[Swan-dev] obsolete things that we still use

Paul Wouters paul at nohats.ca
Sun Aug 19 18:48:05 UTC 2018


On Sun, 19 Aug 2018, Andrew Cagney wrote:

>> | done. Note that I wiped testing/scripts as it was full of cruft from
>> | freeswan style OE. We dont really need readwriteconf tests for each
>> | feature for which we have a real unit test with packet flow and all
>> | anyway.
>>
>> Without looking carefully, I'd like to make a plea for keeping
>> and maintaining readwriteconf tests.

I never said to dump all readwriteconf tests. just the ones in
testing/scripts. For instance, we do have testing/pluto/readwriteconf-01.
And I think we should be able to bundle all readwriteconf tests into one
"pluto test". Or we can port or make a new test type to do this, but
that seems overkill to me. My point was that the testing/scripts tests
were uselessly out of date and didn't take anything from even the
openswan days into account, let alone the last 7 libreswan years.

>> If I remember correctly, I was able to run them quickly, without the
>> slow machinery of starting and stopping virtual machines.  I don't
>> remember how I did it :-(
>
> Sounds a bit like algparse. which is, arguably, a case study in unit test dogma:

You can run: ipsec readwriteconf /some/file.conf | diff knowngood.conf

And I recently added the option for readwriteconf to only output a named
connection (so you dont get all the cruft that is loaded via also= but
isn't used in the conn you care about, another reason those
testing/scripts test were so obsoleted)

ipsec readwriteconf --connection foo.com /some/file.conf | diff knowngood.conf

> -  the tests algparse-*{,fips} were added testing the crap out of it
> (but everyone but me largely ignores them)

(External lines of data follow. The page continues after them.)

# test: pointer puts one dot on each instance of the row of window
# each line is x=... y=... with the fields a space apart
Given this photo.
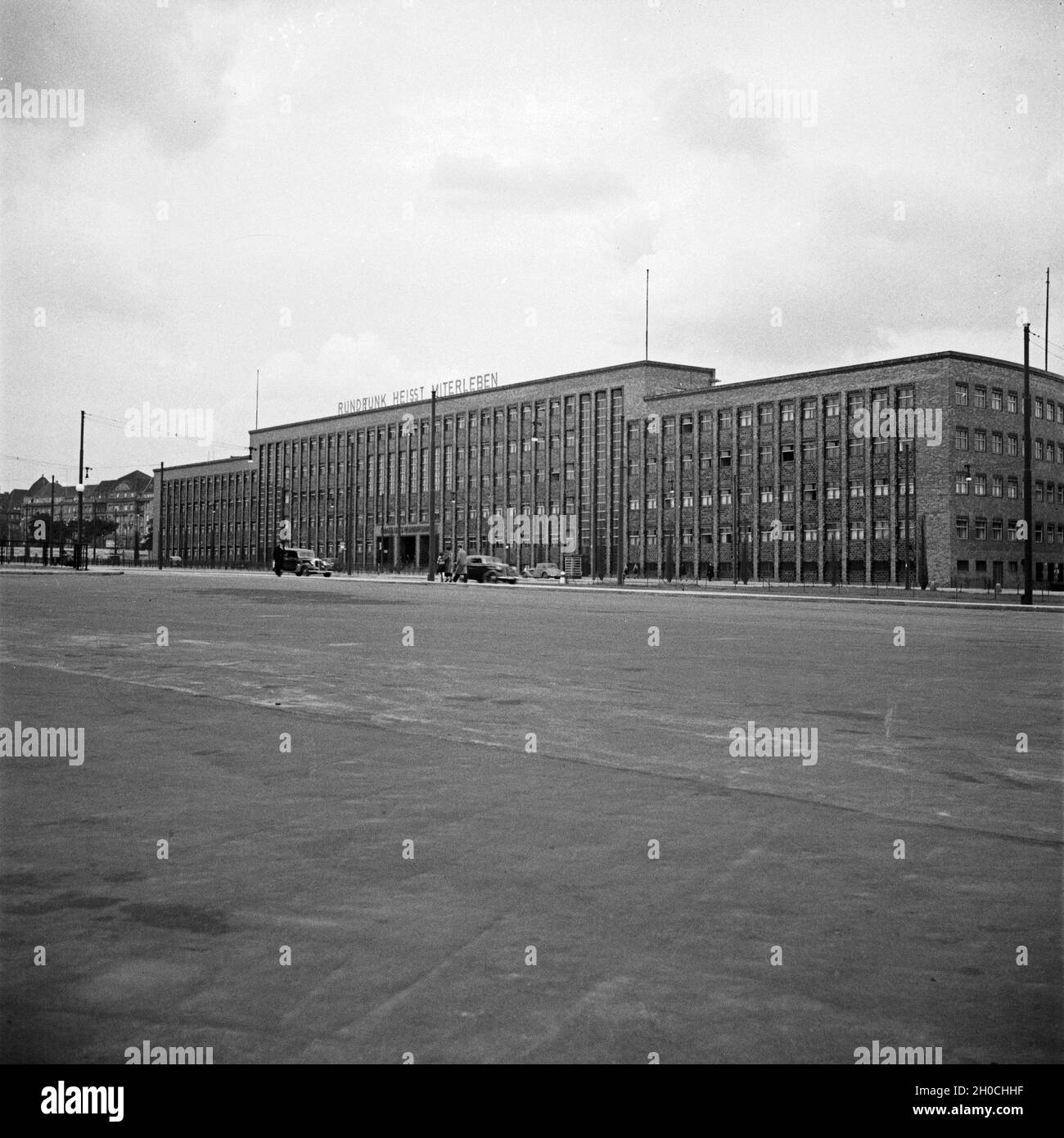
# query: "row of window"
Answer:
x=1008 y=487
x=1045 y=451
x=978 y=531
x=810 y=535
x=1044 y=409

I mostly ignored it because I wasn't sure about the diff being a
temporary work in progress thing or a final new result. I tend to fix
these when I know for sure, such as enumcheck.

Note readwriteconf itself is buggy and outputs a few double entries. It
also re-adds defaults that were not specified. Some of its code is very
custom, leaving me to doubt if it would be a good diagnostic at all.

A better solution would be to have readwriteconf call add_connection()
then add a function that takes a struct connection, and turns it into a
config file output. That's not what readwriteconf does. It currently
reads a config file into a struct starter_config and then manually
writes out this struct into what it thinks would be config file output.
But this "thinking" only lives in readwriteconf (well, libipsecconf's
confwrite()). But this reality is distinct from pluto taking a whack
message and converting it to a connection.

Also, when we end up adding dbus or other support, we will have another
interface to go from "configuration" to a struct connection.